0:58 So we just started with httpx
1:00 which has a compatible API, plus the async stuff.
1:04 So down here we're getting the contents of the URL
1:07 we're verifying that it worked
1:08 and then we're returning the body of the HTML text.
1:12 Let's just run this and see what we get.
1:13 Remember it's not asynchronous yet.
1:16 Getting 220. Got the title.
1:20 And then we actually print the title.
1:21 Get 221. Got the title. We're printing it.
1:24 All well and good, it works great.
1:26 We don't have any timing yet, do we?
1:28 Let's put some timing in this.
1:31 I'm sure you've seen this somewhere along the way
1:33 but the datetime features of Python
1:37 are quite similar to what we have in .NET
1:39 with the datetime class.
1:40 So, here we just go datetime
1:42 this is the module and then it has a datetime
1:45 it has a date and a time and a timedelta, bunch of things
1:48 so it looks a little weird but we will see a datetime.
1:50 This is the class .now tO.
1:53 And then we'll have the timedelta dt
1:55 which will be the new now minus the original
2:00 which will results in a timedelta
2:01 and then we can print.
2:03 Finished and dt.total_seconds.
2:07 Here we go, we'll go with say, total_seconds
2:09 with two significant places digit grouping.

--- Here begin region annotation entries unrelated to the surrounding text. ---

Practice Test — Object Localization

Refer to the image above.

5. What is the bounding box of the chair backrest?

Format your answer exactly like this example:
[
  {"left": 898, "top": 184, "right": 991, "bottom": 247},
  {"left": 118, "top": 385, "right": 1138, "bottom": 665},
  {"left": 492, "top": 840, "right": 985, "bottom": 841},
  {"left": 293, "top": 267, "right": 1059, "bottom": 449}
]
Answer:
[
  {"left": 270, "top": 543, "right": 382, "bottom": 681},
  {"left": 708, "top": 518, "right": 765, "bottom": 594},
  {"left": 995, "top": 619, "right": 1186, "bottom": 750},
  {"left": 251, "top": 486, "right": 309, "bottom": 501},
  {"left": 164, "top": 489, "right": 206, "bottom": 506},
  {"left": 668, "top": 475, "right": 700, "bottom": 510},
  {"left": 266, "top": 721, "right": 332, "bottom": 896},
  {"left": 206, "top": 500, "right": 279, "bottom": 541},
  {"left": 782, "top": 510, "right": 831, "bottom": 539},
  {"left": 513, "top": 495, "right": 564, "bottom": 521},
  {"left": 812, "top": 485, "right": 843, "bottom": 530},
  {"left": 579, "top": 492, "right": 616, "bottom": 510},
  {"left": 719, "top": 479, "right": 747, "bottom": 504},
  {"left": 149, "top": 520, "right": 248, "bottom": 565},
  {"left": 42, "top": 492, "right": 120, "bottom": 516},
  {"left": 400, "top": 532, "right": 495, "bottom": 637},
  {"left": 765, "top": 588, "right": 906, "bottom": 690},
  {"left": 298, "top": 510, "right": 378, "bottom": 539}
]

2:12 Sure we don't need that.
2:13 All right, let's run it one more time.
2:27 Super, it took 11 seconds! Whooh!
2:30 Well, we saw that we could do better.
2:31 The .NET version was 1.666 seconds for the best outcome
2:36 that we got. So 1.6, 1.7 seconds versus 11.
2:41 Obviously, we want to make this work better right?
2:44 Again, it's because we're just waiting 99.9 percent
2:48 maybe not 99.9, 99 percent of the time
2:51 that this program is running, it's waiting on the internet
2:53 or some server out there on the internet to get back to it.
2:56 It's doing extremely little amounts of work so
2:58 if we could do all of that work
2:59 all that waiting just in one batch
3:01 that would be way way better.
3:03 Our job is to take this code and convert it to something
3:06 like c-sharps asynch in a wait
3:09 with asynchronous methods and so on.